We do two types of knife catching, one is in long-term account, and one is in our more active day-trade/swing account. The long-term account is mostly inactive and probably used only a few times a year with the monies in safe but low interest money markets.  In the long-term account absolute key is to not even start the first buys until it's chaos-panic out there.  For example today was the first buys we made in this account -- sitting out already a move down from 122 to 108 SPY.   We put on our first 20% positions today.  We only enter 20% max in one day and only on next areas of support (next buy comes at SPY 105 or lower which would take us only to 40% invested).   Almost always these buys are in commodity stocks we believe in long term and never in fad stocks (TASR CROX two good examples).   There is no time-frame for this account and we never use margin -- these are long term holds for the future on the belief that commodities like oil are finite, the world population is growing, and that eventually demand will re-appear.   The stocks we started buying today were SU JRCC USO RINO ATPG MOS TC MON AA CAGC VALE AKS.  All broken charts, horrible looking, but also very oversold and good candidates for long-term holds.

The other, and probably more interesting to most of you, type of knife catching is what we do quite often in our day-trade account.   It's not really knife-catching since we wait for buyers to show up near support (or on overshoot strategy if no set-up on support), buy after stock has started to reverse with stop under.  Risk is always defined because you have your stop before you even enter (as opposed to what we do in our long-term account) and it often works well.  In fact our best days often come not from break-out days but from buying the panic.

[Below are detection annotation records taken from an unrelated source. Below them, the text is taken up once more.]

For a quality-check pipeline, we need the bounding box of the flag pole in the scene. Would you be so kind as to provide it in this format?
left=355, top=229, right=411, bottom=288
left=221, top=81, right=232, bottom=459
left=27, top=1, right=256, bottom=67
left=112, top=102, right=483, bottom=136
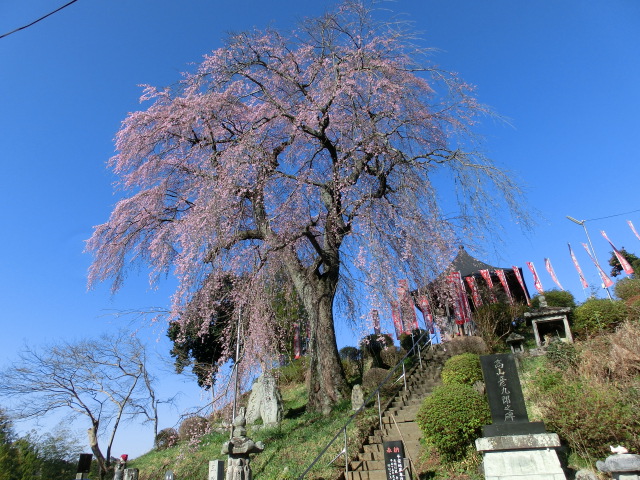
left=567, top=215, right=613, bottom=300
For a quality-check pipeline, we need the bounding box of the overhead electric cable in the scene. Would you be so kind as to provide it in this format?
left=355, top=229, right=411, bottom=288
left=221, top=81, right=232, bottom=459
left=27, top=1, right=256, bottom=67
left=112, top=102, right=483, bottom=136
left=585, top=210, right=640, bottom=222
left=0, top=0, right=78, bottom=38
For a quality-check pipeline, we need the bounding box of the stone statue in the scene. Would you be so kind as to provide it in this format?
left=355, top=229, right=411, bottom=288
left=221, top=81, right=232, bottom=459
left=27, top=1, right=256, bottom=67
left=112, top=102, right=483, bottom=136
left=113, top=455, right=129, bottom=480
left=222, top=411, right=264, bottom=480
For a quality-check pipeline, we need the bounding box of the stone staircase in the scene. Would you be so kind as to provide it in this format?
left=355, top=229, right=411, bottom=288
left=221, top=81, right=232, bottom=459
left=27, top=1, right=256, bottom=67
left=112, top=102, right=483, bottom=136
left=347, top=345, right=449, bottom=480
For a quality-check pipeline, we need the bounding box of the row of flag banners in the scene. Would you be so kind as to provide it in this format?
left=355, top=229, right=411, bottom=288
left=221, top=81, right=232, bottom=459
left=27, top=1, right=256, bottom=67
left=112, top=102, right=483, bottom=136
left=293, top=220, right=640, bottom=352
left=378, top=220, right=640, bottom=339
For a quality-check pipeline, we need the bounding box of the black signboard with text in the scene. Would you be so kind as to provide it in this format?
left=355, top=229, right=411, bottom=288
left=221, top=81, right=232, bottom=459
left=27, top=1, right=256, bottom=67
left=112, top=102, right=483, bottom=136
left=480, top=354, right=545, bottom=436
left=383, top=440, right=405, bottom=480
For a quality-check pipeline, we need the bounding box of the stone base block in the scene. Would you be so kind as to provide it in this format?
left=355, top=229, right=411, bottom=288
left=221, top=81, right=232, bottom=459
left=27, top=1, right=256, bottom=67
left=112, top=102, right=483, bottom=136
left=476, top=433, right=566, bottom=480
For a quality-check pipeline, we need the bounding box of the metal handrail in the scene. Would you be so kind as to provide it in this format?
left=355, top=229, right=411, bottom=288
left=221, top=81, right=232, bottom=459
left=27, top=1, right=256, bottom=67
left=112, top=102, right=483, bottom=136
left=298, top=330, right=431, bottom=480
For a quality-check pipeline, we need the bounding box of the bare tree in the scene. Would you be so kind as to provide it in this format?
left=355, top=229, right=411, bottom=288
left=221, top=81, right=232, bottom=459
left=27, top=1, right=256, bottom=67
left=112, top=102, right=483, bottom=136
left=0, top=331, right=157, bottom=479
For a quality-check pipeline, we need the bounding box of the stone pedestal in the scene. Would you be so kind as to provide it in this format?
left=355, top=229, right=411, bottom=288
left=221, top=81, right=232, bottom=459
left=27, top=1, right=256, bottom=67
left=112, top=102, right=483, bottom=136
left=476, top=433, right=566, bottom=480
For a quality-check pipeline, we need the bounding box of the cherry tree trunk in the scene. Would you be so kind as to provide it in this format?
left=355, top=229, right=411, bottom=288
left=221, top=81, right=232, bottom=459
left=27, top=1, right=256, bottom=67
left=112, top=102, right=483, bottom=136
left=307, top=284, right=348, bottom=414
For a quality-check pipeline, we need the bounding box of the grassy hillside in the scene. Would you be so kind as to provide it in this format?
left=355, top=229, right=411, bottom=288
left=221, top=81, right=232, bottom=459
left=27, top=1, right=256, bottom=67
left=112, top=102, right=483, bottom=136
left=129, top=374, right=377, bottom=480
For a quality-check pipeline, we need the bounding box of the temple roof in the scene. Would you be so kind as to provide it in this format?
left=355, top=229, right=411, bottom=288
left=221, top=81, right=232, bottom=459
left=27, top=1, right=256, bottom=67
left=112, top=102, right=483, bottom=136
left=447, top=245, right=500, bottom=277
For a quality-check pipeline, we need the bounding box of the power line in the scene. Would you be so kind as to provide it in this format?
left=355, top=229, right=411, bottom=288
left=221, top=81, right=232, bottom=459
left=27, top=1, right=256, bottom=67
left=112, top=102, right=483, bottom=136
left=585, top=206, right=640, bottom=222
left=0, top=0, right=78, bottom=38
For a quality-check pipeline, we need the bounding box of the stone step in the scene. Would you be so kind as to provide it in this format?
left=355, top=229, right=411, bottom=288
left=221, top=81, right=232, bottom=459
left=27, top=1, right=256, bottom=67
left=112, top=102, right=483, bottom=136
left=347, top=470, right=387, bottom=480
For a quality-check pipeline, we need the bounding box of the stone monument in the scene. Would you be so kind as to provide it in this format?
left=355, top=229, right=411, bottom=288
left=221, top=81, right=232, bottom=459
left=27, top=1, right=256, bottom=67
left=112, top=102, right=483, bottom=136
left=351, top=385, right=364, bottom=412
left=476, top=354, right=566, bottom=480
left=222, top=411, right=264, bottom=480
left=246, top=373, right=284, bottom=425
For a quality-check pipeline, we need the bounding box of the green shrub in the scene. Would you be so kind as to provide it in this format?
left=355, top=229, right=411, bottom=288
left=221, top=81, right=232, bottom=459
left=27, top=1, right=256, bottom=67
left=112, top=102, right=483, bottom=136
left=531, top=290, right=576, bottom=308
left=417, top=384, right=491, bottom=462
left=380, top=347, right=407, bottom=368
left=547, top=340, right=578, bottom=370
left=442, top=353, right=482, bottom=386
left=178, top=415, right=209, bottom=440
left=447, top=335, right=489, bottom=356
left=614, top=277, right=640, bottom=320
left=276, top=357, right=307, bottom=385
left=154, top=428, right=178, bottom=450
left=573, top=298, right=628, bottom=336
left=338, top=347, right=362, bottom=362
left=539, top=379, right=640, bottom=459
left=362, top=367, right=395, bottom=395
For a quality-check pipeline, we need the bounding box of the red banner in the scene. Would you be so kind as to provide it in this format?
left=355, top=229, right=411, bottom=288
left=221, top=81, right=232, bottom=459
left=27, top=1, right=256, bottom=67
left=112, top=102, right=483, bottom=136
left=511, top=266, right=531, bottom=306
left=464, top=275, right=482, bottom=308
left=544, top=258, right=564, bottom=290
left=627, top=220, right=640, bottom=240
left=525, top=262, right=544, bottom=293
left=480, top=270, right=498, bottom=303
left=567, top=243, right=589, bottom=288
left=582, top=243, right=613, bottom=288
left=496, top=268, right=513, bottom=305
left=391, top=302, right=402, bottom=340
left=418, top=295, right=435, bottom=333
left=600, top=230, right=633, bottom=275
left=371, top=309, right=380, bottom=335
left=449, top=272, right=471, bottom=325
left=293, top=323, right=302, bottom=359
left=398, top=280, right=419, bottom=334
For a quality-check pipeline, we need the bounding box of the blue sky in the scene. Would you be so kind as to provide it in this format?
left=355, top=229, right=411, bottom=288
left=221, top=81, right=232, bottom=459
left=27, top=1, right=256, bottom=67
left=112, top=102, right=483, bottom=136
left=0, top=0, right=640, bottom=455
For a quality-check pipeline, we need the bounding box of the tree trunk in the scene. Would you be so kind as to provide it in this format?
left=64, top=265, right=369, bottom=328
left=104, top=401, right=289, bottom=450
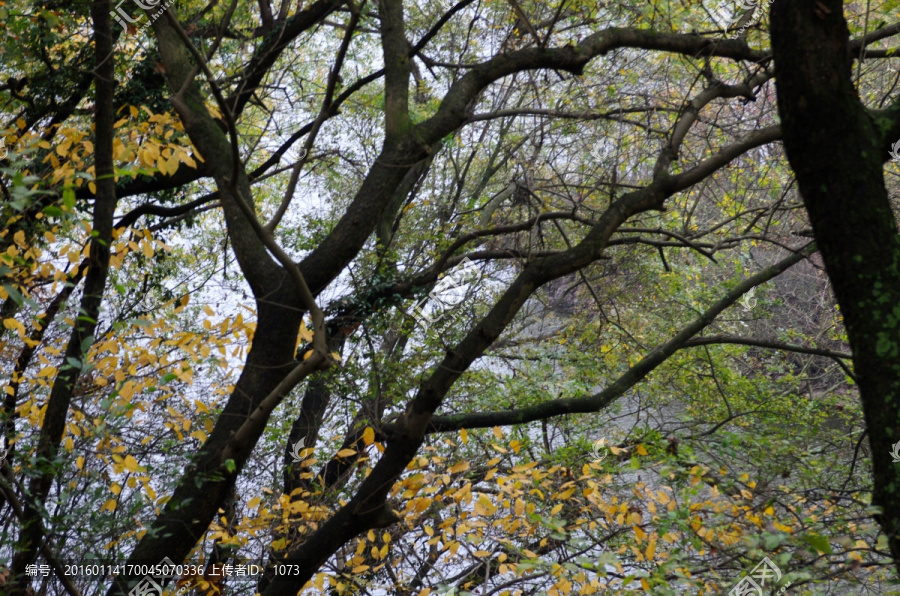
left=771, top=0, right=900, bottom=570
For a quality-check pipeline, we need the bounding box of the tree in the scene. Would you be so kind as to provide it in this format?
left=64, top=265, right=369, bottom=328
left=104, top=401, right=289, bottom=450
left=0, top=0, right=900, bottom=595
left=772, top=2, right=900, bottom=584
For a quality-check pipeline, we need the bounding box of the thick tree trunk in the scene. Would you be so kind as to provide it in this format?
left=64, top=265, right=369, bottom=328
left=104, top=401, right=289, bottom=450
left=771, top=0, right=900, bottom=570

It's our specialty (and we pray to the market gods not to curse us after that last sentence).   We've done numerous trades like this in real-time just in the last 5 months since we joined Twitter.

So what do we look for?

1. Divergences, what we've called "comparative analysis" over the last few years.  We always look for "tells" to start diverging.  If crude has been leading market down we look for it to first stabilize.  Financials are another sector that often serves as a great tell.  If market is going to hell but financials are making higher lows then that's often a good tell for a market bottom (and remember these are day-trades, we're not looking for a 3 month bottom, but sometimes just a quick 1 hr bounce).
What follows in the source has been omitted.